Une entreprise du bâtiment et des travaux publics, personne morale implantée dans un pays mentionné sur la liste noire de Gafi (pays à risque), souhaite acquérir un bien immobilier en France en recourant à une agence immobilière sur le territoire national. En présence d’une opération qui serait conclue par une personne morale, l’agence immobilière doit identifier le ou les bénéficiaires effectifs de l’opération. En outre, en raison de l’activité de l’entreprise  et de sa localisation (pays à risque), elle devra appliquer des vigilances complémentaires et renforcer l’intensité des  obligations de vigilance. Le cas échéant, elle devra aussi envisager une déclaration de soupçon si la situation lui paraît suspecte au regard des risques de blanchiment de capitaux et de financement du terrorisme.

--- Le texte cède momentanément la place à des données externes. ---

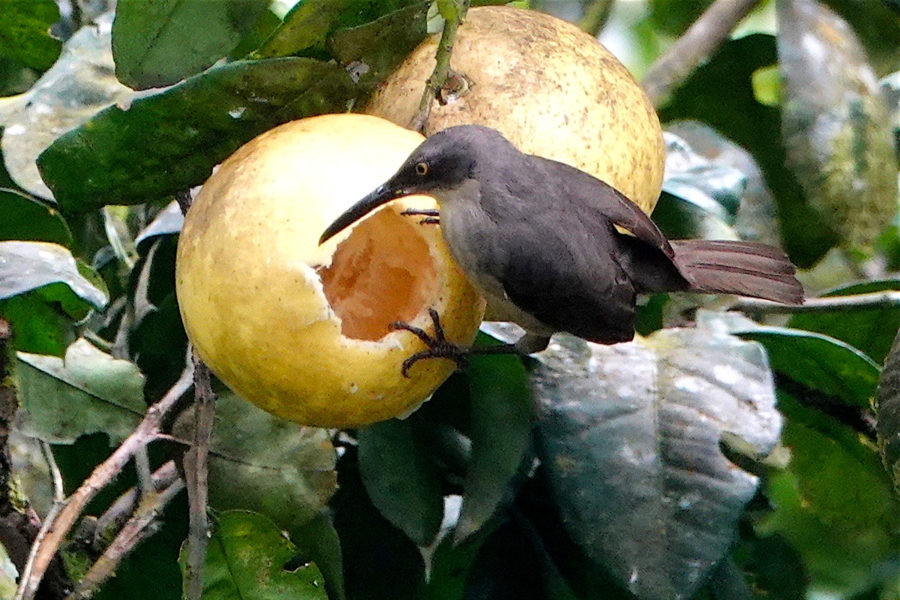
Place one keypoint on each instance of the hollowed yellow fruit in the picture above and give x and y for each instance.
(299, 329)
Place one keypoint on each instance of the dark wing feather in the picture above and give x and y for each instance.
(586, 190)
(584, 293)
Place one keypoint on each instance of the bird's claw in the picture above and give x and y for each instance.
(432, 215)
(438, 345)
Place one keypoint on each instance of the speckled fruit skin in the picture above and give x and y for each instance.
(550, 88)
(252, 302)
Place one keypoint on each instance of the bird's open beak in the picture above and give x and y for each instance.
(382, 195)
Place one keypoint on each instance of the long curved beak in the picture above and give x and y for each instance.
(381, 195)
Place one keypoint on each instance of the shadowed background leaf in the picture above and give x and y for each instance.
(630, 434)
(835, 123)
(157, 43)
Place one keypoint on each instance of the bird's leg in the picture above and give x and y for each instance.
(440, 347)
(432, 215)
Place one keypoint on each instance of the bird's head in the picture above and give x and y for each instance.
(440, 165)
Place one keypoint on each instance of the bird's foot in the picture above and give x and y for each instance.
(438, 345)
(432, 215)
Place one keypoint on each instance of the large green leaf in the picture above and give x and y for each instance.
(160, 42)
(819, 362)
(501, 422)
(835, 123)
(741, 118)
(26, 266)
(887, 405)
(380, 561)
(363, 48)
(833, 503)
(304, 27)
(86, 392)
(248, 557)
(870, 330)
(756, 214)
(401, 478)
(630, 438)
(25, 32)
(25, 218)
(171, 140)
(79, 84)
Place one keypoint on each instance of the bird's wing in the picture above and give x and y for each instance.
(588, 191)
(568, 283)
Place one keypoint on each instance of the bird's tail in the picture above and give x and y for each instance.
(743, 268)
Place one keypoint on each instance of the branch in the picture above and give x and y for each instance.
(196, 472)
(121, 510)
(59, 524)
(696, 45)
(826, 304)
(441, 67)
(142, 524)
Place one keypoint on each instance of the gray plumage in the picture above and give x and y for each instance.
(538, 238)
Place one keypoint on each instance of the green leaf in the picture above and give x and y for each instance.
(158, 43)
(500, 430)
(25, 32)
(318, 540)
(751, 209)
(365, 51)
(24, 218)
(401, 478)
(887, 406)
(835, 122)
(261, 463)
(171, 140)
(833, 503)
(26, 266)
(630, 435)
(304, 27)
(870, 330)
(86, 392)
(75, 88)
(819, 362)
(380, 561)
(249, 557)
(741, 118)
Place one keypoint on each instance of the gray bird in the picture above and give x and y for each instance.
(538, 239)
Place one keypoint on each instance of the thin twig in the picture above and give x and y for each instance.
(596, 14)
(696, 45)
(59, 491)
(441, 68)
(118, 513)
(827, 304)
(57, 525)
(142, 524)
(196, 473)
(142, 465)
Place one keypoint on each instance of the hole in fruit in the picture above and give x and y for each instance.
(382, 273)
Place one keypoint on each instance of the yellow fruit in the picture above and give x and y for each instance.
(302, 330)
(550, 88)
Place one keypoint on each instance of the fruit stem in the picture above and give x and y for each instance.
(442, 66)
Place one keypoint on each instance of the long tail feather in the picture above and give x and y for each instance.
(743, 268)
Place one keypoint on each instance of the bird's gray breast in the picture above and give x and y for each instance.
(475, 240)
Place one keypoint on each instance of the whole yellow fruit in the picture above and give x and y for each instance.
(550, 88)
(302, 330)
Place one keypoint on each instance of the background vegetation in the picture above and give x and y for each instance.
(755, 460)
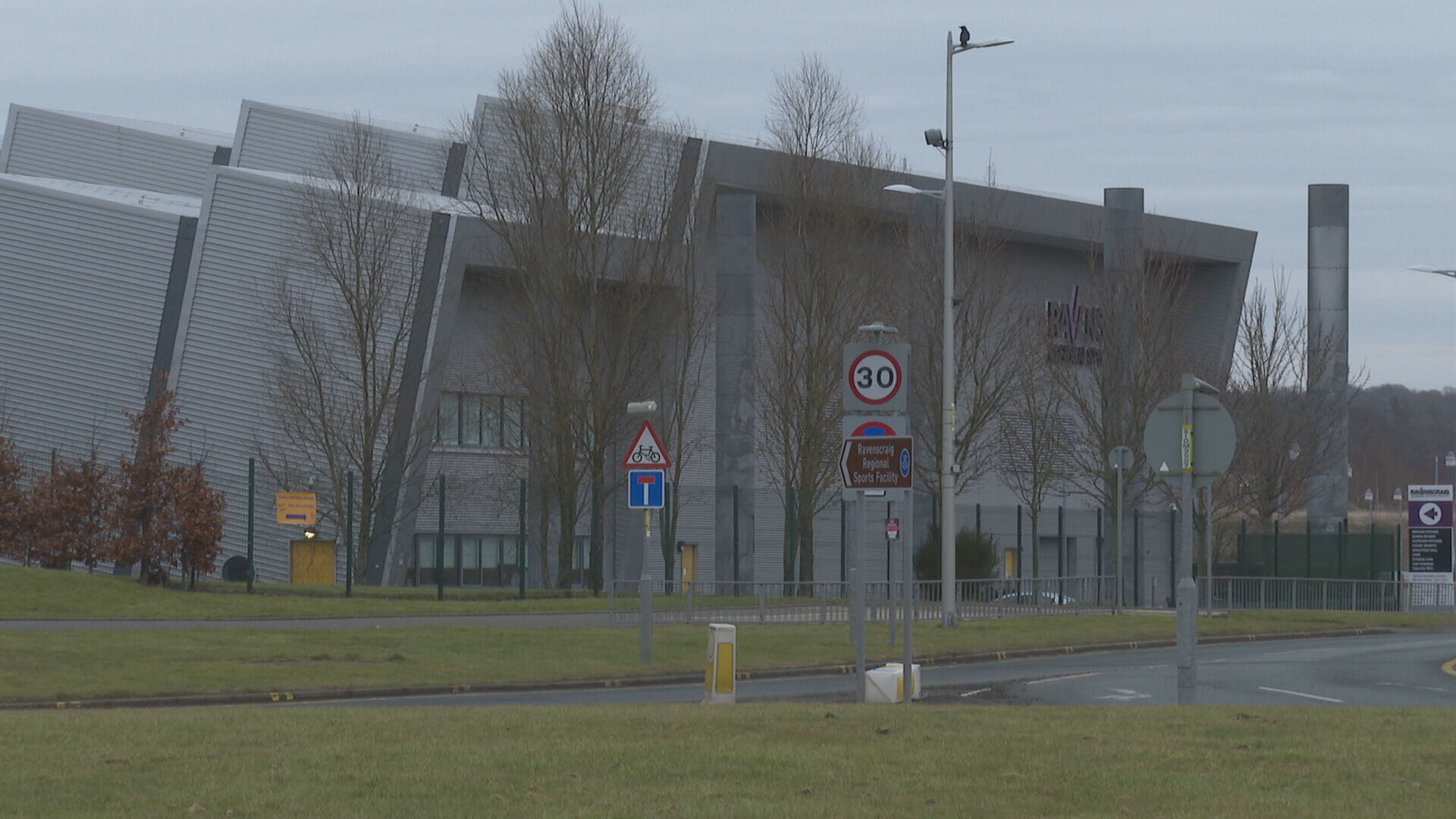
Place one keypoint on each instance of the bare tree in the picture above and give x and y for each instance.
(1036, 444)
(1283, 428)
(984, 333)
(1114, 353)
(820, 287)
(343, 303)
(577, 187)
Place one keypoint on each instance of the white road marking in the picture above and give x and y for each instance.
(1125, 694)
(1301, 694)
(1060, 678)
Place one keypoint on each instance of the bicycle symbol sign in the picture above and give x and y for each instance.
(647, 449)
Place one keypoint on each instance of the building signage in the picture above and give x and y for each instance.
(1429, 553)
(1075, 331)
(877, 463)
(300, 509)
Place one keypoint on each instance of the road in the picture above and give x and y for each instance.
(1402, 670)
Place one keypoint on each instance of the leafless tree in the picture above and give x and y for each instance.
(1036, 438)
(1114, 353)
(820, 287)
(984, 333)
(577, 186)
(1283, 428)
(343, 306)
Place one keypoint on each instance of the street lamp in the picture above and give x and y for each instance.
(946, 142)
(1448, 273)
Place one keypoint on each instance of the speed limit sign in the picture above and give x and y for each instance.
(875, 376)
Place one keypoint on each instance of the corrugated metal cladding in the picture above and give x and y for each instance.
(83, 283)
(64, 146)
(273, 137)
(223, 373)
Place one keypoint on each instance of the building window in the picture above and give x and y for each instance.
(481, 422)
(471, 560)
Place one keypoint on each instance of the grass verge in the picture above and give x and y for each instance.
(79, 665)
(733, 761)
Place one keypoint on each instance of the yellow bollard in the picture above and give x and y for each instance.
(721, 678)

Prenons le cas d’une personne physique qui fait l’acquisition de plusieurs biens immobiliers sur une période de temps limitée et semble indifférente à l’emplacement ainsi qu’à la nature et au coût des travaux à prévoir pour chacun de ces biens. Cette situation est susceptible de présenter un risque élevé. Le Code monétaire et financier prévoit que le  professionnel doit renforcer l’intensité de ses obligations en matière d’identification du client et le recueil d’information sur la relation d’affaires. De plus, le professionnel doit effectuer un examen renforcé si l’opération ne semble pas avoir de justification économique ou d’objet licite et doit se renseigner auprès du client sur l’origine des fonds et la  destination de ces sommes ainsi que sur l’objet de l’opération et l’identité de la personne qui en bénéficie. Les éléments recueillis lors de cet examen doivent être consignés par écrit et conservés. Si cet examen confirme les interrogations du professionnel, celui-ci doit effectuer une déclaration de soupçon à Tracfin.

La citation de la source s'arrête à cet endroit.